Teide 1, also called Ted 1, is a brown dwarf located approximately 430 light years (130 parsecs) away from Earth in the Pleiades constellation. It was discovered in 1994, and became the first brown dwarf to be verified in 1995. It is a very faint object which has an apparent magnitude of 17.76 and an absolute magnitude of 12.38.
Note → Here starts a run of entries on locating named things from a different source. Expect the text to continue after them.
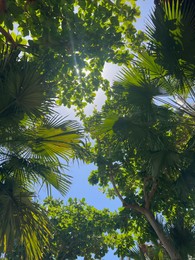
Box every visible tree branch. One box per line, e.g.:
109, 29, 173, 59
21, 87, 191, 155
0, 26, 17, 47
110, 171, 143, 213
144, 177, 158, 209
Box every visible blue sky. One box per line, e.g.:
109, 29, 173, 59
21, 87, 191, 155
40, 0, 153, 260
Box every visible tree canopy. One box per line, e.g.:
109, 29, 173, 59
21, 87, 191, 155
86, 1, 195, 259
0, 0, 143, 108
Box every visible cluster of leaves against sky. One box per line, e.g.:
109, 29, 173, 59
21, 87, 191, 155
0, 0, 143, 109
0, 0, 195, 260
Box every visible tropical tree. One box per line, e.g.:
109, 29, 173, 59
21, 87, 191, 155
0, 46, 84, 259
86, 1, 195, 260
0, 0, 143, 109
43, 197, 117, 259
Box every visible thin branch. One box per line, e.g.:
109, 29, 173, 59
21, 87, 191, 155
110, 171, 143, 213
144, 177, 158, 209
0, 26, 17, 47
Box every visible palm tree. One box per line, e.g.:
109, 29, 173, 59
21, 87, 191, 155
0, 46, 84, 259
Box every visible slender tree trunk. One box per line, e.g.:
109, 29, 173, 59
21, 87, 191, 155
143, 210, 182, 260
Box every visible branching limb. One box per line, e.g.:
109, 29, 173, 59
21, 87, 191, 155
144, 177, 158, 209
110, 170, 143, 213
0, 26, 17, 47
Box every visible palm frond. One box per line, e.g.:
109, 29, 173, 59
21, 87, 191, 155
147, 0, 195, 94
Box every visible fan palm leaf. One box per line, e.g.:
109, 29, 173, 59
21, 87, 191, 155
0, 58, 52, 118
147, 0, 195, 93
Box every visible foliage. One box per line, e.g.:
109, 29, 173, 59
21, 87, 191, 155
0, 48, 84, 259
85, 1, 195, 259
44, 197, 116, 259
0, 0, 143, 108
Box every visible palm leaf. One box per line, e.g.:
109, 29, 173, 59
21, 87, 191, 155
147, 0, 195, 91
0, 58, 53, 117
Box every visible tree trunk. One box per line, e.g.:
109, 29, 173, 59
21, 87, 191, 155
143, 209, 182, 260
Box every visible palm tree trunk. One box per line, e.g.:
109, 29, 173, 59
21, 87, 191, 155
143, 209, 182, 260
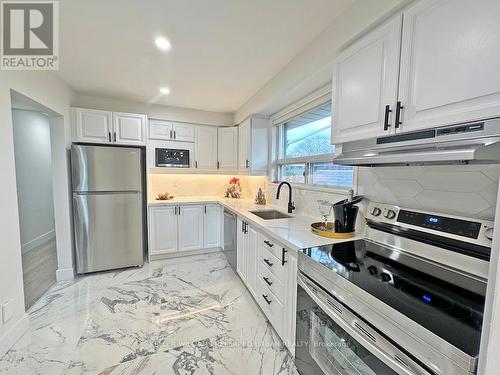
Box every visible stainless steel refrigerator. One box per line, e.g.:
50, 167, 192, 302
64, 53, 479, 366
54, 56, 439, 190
71, 144, 145, 273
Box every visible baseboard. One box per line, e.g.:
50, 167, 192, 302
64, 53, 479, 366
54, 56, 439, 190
149, 247, 222, 260
0, 314, 30, 358
56, 268, 75, 281
21, 230, 56, 254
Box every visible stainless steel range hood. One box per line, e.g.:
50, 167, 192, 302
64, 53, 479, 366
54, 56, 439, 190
333, 118, 500, 166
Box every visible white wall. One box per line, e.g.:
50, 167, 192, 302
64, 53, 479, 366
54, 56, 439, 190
71, 95, 234, 126
0, 71, 73, 362
12, 109, 55, 253
235, 0, 409, 123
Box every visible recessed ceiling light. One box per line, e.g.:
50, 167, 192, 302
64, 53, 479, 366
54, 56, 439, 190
155, 36, 172, 51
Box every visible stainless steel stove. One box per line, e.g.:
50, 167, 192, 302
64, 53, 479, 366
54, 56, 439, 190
296, 203, 493, 375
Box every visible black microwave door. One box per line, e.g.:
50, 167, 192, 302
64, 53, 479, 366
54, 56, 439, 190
156, 148, 189, 168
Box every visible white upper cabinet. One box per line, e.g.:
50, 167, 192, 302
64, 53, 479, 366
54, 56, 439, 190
113, 112, 146, 146
217, 127, 238, 171
149, 120, 173, 141
73, 108, 113, 143
149, 120, 195, 142
194, 126, 217, 169
332, 15, 401, 144
178, 205, 204, 251
238, 118, 252, 171
72, 108, 147, 146
203, 204, 223, 249
172, 122, 195, 142
238, 116, 271, 176
332, 0, 500, 144
399, 0, 500, 132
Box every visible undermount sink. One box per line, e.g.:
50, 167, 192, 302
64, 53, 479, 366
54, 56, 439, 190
250, 210, 292, 220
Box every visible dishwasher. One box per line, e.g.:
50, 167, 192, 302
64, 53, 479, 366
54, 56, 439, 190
222, 210, 237, 272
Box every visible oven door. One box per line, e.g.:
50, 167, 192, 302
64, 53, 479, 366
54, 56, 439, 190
155, 148, 189, 168
295, 274, 431, 375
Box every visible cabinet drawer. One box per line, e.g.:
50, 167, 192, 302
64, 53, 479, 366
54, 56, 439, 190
257, 280, 284, 336
257, 262, 285, 303
259, 246, 286, 282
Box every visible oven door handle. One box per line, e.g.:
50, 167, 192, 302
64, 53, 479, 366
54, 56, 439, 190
297, 275, 430, 375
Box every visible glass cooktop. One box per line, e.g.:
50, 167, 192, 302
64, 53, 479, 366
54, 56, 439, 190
301, 240, 484, 356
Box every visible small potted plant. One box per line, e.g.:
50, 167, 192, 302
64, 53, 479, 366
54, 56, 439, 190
224, 177, 242, 199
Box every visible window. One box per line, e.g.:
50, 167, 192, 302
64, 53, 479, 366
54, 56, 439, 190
276, 102, 353, 189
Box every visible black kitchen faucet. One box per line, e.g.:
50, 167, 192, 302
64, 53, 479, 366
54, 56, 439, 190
276, 181, 295, 214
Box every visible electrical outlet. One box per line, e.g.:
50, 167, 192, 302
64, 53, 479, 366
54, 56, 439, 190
2, 299, 13, 324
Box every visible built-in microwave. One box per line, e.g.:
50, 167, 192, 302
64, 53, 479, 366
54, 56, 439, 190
155, 147, 190, 168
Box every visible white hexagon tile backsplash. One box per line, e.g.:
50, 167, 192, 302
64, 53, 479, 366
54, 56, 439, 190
358, 164, 500, 220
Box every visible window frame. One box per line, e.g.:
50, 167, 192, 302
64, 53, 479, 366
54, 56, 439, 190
271, 98, 358, 194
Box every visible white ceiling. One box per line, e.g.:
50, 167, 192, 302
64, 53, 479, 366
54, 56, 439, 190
59, 0, 353, 112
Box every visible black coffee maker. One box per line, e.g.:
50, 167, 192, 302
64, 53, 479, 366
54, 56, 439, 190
333, 195, 364, 233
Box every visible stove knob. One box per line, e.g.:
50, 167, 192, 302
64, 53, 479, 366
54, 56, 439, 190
484, 228, 493, 241
384, 210, 396, 220
380, 272, 391, 282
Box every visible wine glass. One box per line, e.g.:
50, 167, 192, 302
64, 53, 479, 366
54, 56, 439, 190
318, 199, 332, 229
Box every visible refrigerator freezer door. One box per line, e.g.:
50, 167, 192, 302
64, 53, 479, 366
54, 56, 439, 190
73, 193, 144, 273
71, 145, 142, 192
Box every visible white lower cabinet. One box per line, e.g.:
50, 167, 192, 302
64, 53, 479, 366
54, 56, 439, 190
236, 218, 248, 281
148, 204, 222, 260
203, 204, 223, 248
149, 206, 177, 255
237, 219, 297, 354
178, 205, 204, 251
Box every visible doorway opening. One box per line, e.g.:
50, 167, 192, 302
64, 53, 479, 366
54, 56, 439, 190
11, 95, 62, 310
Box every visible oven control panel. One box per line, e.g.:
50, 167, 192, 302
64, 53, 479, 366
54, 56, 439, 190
366, 202, 493, 246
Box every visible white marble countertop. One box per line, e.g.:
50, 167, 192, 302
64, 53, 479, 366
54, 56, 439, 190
148, 196, 363, 250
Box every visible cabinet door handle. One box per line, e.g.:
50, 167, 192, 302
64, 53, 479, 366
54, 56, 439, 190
262, 294, 272, 305
384, 105, 392, 130
281, 248, 288, 266
394, 102, 404, 129
264, 259, 273, 267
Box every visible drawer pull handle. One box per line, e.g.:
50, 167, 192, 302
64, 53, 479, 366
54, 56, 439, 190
264, 259, 273, 267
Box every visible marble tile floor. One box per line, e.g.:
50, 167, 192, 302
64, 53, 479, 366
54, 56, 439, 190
0, 253, 297, 375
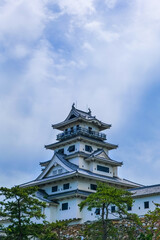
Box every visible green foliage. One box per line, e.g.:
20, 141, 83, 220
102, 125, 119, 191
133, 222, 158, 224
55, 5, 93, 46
79, 182, 138, 240
0, 186, 46, 240
138, 203, 160, 240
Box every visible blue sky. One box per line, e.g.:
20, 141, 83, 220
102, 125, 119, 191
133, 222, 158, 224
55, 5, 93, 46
0, 0, 160, 186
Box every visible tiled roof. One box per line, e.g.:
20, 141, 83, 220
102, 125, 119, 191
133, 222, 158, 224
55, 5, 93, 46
129, 184, 160, 197
48, 189, 91, 200
55, 153, 78, 171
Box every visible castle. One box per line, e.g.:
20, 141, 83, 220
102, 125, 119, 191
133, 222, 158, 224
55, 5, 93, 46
21, 104, 140, 223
The mass of the object is 55 ± 15 Jupiter masses, significantly larger than that of a planet but also much smaller than that of a star (being ~0.052 Solar masses). The radius of the brown dwarf is around the same as Jupiter. Its surface temperature is ~2600 K (2326 °C; 4220 °F), about half that of the Sun. Its luminosity is only 0.1% that of the Sun's, meaning that the total luminosity radiated by Teide 1 in 6 months is equivalent to that of the Sun in 4 hours. The age of Teide 1 is around 120 million years.

Discovery[]

Teide 1 was first discovered by Rafael Rebolo López, María R. Zapatero-Osorio, and Eduardo L. Martín in optical images obtained in January 1994 with the 0.80 meter diameter telescope (IAC-80) from the Instituto de Astrofísica de Canarias located at the Teide Observatory. Its cold nature was confirmed with the William Herschel Telescope in December 1994. The article reporting its discovery was submitted to Nature on May 22, 1995, and was published on September 14, 1995. During this time, a similar object, Calar 3, was discovered. The brown dwarf nature of Teide 1 and Calar 3 was confirmed in 1996 following spectroscopic observations with the 10-meter diameter telescope of the W. M. Keck observatory of Mauna Kea on the island of Hawaii.